I went to try their signature fries. They come in three sizes, which are all ample portions, I conservatively chose the medium at $3.19, and it was too large for me to finish. “Sides” are available, a “cup” (and we use that word loosely) of chili, cheese, or brown gravy at .75 a pop. I went with the gravy.
The fries are “fresh” cut, and fried to a light crisp, with a modicum of salt. On the condiment stand, in addition to ketchup, Boardwalk offers apple cider vinegar, Old Bay Seasoning, and Cajun seasoning, all at no extra charge.
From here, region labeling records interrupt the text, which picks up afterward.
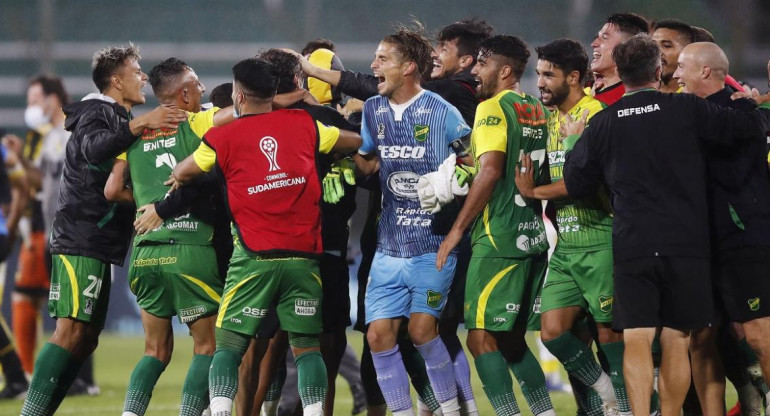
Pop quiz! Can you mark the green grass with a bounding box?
[0,331,736,416]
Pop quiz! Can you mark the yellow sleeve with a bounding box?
[187,107,219,137]
[315,121,340,154]
[193,142,217,172]
[471,99,508,159]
The fries were pretty good. Better than 90% of most fast food fries. They went well with ketchup, for me, the apple cider vinegar was too much, might be an East coast specialty, not sure, I’m more used to malt vinegar with fries. It was nice to have access to Old Bay, which I personally like; you’ll find it common to seafood places up and down the eastern seaboard. Most homes in the Northeast have a can at the ready. A peculiarity of Old Bay is it tends to cake in the can, so serving sizes can end up being a surprise. I am guessing it doesn’t contain as much (????) as my usual savory seasoning, Tony Chachere’s. No matter. It worked with the fries, and the fries with ketchup, not so much with the gravy or vinegar.
The brown gravy is………well, here’s one of those phrases I hate…. It is what it is. Doesn’t taste as “floury” as most commercial preparations, but does have that under taste of “beef flavoring,” as one would experience in a soup base or bullion.
It’d be good in larger quantities with the requisite squeaky cheese curds to grow up to become a full-fledged poutaine. That I’d like.